To observe what is happening, scientists have sampled a jellyfish gene that makes them shine green. Then, they genetically modified the plants to produce a fluorescent protein around the calcium. The results are a flamboyant calcium wave that waves through the vascular system of the plant when it becomes biting.
"[For] the first time, it has been shown that glutamate leakage at the level of a wound triggers a system-wide wound response, and the first time we could visualize this process Says Simon Gilroy, professor of botany at the Gilroy Lab at the University of Wisconsin-Madison, and lead author of the journal published today in the journal. Science.
An accidental breakthrough
The discovery was made through the "opportunistic opportunistic chance of science," says Gilroy. The laboratory did not investigate the wounds of the plants. It was to see how plants absorb and assimilate information. One day, the postdoctoral researcher and first author of the article, Masatsugu Toyota, approached the team: "You must see this. It's incredible, he said. It happened before us, says Gilroy.
Fighting or flying in factories is more like "Repulse and Rebuild"
Struggle or flight is not an appropriate answer for 80% of life on earth that moves slowly and is tied to the ground. The factories must perform a sophisticated treatment of information.
"If you're an animal, dealing with the world at a certain level is relatively simple because you do not really need to know what's going on," Gilroy says. "All you need to know is if something bad happens and you go" Oh, oh, that's not okay. I do not really know what's going on, but I'm going to leave. "The move gives you a huge" withdrawal "that does not require you to be extremely sophisticated … But for a factory, it does not have that luxury.
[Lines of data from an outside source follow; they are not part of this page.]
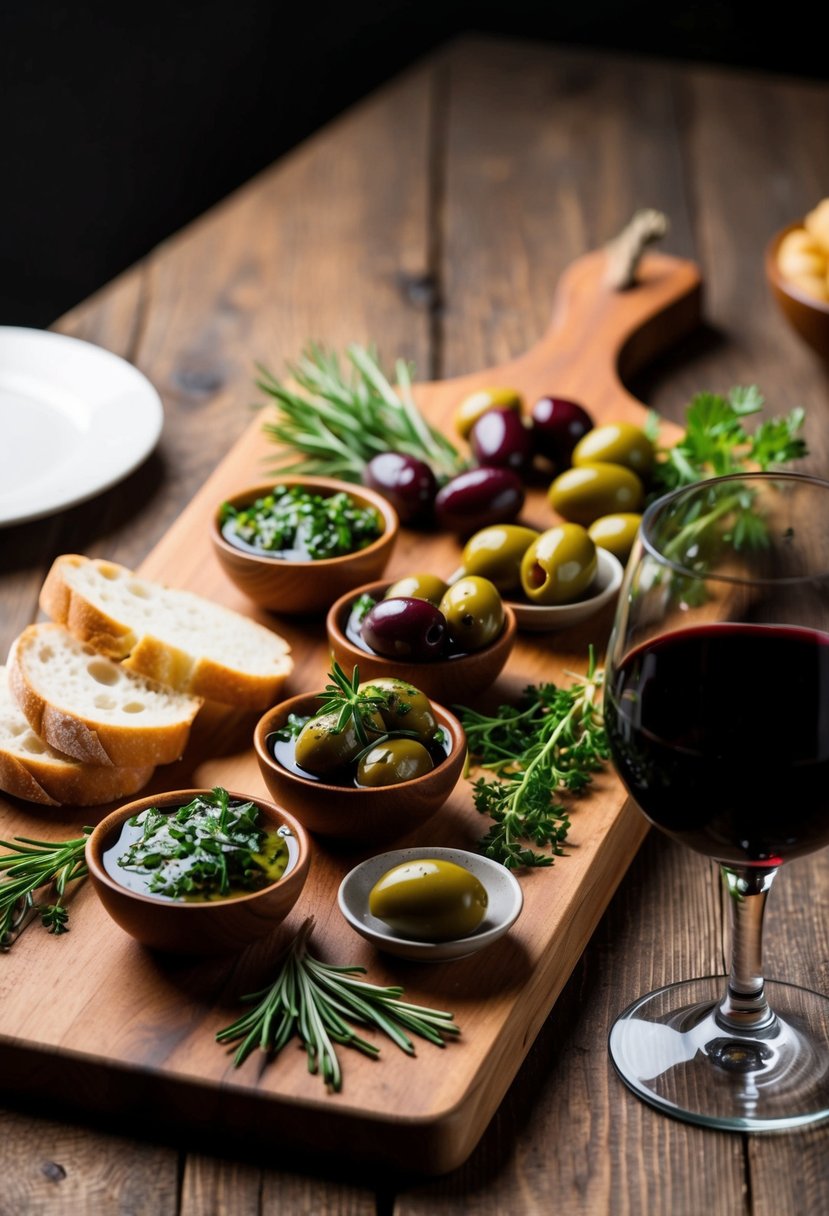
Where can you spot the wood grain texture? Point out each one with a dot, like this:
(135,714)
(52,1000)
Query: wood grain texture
(564,144)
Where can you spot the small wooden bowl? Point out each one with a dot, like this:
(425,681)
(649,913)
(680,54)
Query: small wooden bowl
(441,679)
(382,812)
(289,586)
(806,315)
(212,927)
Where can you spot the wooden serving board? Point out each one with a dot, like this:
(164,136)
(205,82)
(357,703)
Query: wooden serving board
(94,1022)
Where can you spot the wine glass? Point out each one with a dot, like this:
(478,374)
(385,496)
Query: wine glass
(717,716)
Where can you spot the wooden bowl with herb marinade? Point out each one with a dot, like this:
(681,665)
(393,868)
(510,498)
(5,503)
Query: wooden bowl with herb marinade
(294,544)
(198,871)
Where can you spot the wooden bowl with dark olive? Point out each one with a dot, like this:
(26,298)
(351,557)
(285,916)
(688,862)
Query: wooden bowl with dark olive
(446,680)
(807,315)
(303,585)
(197,927)
(364,814)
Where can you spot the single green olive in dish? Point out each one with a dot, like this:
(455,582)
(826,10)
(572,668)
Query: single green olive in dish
(496,553)
(616,443)
(417,586)
(405,708)
(429,900)
(474,613)
(584,493)
(321,748)
(394,761)
(559,566)
(616,533)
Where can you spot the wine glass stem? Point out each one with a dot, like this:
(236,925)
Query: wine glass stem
(744,1007)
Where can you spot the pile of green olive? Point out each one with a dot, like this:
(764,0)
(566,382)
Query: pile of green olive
(421,618)
(399,739)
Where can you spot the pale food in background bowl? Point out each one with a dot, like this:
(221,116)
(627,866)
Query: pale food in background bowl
(292,580)
(503,902)
(195,924)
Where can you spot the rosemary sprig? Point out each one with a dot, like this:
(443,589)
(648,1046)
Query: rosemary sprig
(30,866)
(316,1001)
(553,741)
(343,414)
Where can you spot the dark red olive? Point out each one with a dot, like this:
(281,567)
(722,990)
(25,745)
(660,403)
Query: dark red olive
(557,427)
(478,497)
(405,628)
(407,483)
(500,439)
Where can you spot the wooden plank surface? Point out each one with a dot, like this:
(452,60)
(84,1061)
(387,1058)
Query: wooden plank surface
(731,156)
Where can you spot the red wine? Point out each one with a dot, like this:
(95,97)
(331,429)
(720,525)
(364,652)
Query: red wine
(721,733)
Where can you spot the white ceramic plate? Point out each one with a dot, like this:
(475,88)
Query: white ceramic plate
(542,618)
(74,418)
(505,901)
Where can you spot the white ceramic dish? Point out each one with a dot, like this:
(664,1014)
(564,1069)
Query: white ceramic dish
(543,618)
(74,420)
(505,898)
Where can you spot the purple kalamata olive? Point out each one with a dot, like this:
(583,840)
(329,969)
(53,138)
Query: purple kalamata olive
(405,628)
(478,497)
(407,483)
(501,439)
(557,427)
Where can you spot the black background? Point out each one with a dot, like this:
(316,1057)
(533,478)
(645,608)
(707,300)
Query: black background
(120,123)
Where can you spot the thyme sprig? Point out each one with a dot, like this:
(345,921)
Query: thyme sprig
(30,866)
(343,412)
(316,1001)
(552,742)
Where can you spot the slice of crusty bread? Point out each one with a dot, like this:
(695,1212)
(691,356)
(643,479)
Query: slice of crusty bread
(30,770)
(90,708)
(173,636)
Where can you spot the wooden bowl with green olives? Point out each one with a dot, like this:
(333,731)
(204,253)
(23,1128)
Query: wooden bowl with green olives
(398,789)
(182,905)
(440,675)
(294,544)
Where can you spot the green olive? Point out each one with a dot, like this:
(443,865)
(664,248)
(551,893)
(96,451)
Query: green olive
(418,586)
(616,533)
(474,613)
(321,749)
(429,900)
(475,405)
(559,566)
(406,708)
(616,443)
(582,494)
(390,763)
(496,553)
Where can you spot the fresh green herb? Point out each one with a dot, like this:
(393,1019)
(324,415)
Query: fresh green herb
(293,522)
(716,442)
(316,1002)
(30,866)
(552,742)
(343,414)
(213,846)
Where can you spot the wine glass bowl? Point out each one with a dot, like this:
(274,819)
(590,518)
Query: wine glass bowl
(717,714)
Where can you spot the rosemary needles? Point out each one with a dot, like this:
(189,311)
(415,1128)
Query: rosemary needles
(317,1002)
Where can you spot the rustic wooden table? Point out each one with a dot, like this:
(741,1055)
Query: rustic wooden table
(434,220)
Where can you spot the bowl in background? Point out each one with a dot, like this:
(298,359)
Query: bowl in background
(807,315)
(444,680)
(204,927)
(294,586)
(351,812)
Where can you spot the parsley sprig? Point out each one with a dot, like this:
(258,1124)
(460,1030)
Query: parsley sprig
(316,1002)
(553,741)
(28,868)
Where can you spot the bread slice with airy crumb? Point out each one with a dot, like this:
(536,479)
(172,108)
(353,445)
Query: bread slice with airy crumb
(173,636)
(90,708)
(32,770)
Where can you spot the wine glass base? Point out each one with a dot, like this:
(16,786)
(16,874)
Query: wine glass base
(672,1053)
The factories need to know a lot more.
The prospect of a plant
"In response to an injury, there are a lot of things you want to trigger if you are a plant," says Gilroy. "Someone chews my leaf. I want all my leaves now have a terrible taste to survive. But I must also deal with the fact that I have now lost a piece of leaf or lost a limb. "The fast information system of a factory is to" panic ", then there is a whole series of development things. that you will trigger. Long-term things that are only designed to replace and regenerate and manage the fact that bad things have happened and you may have lost a part of yourself. For an animal that could be devastating. But for the factory, the way they treat is that they rebuild themselves. "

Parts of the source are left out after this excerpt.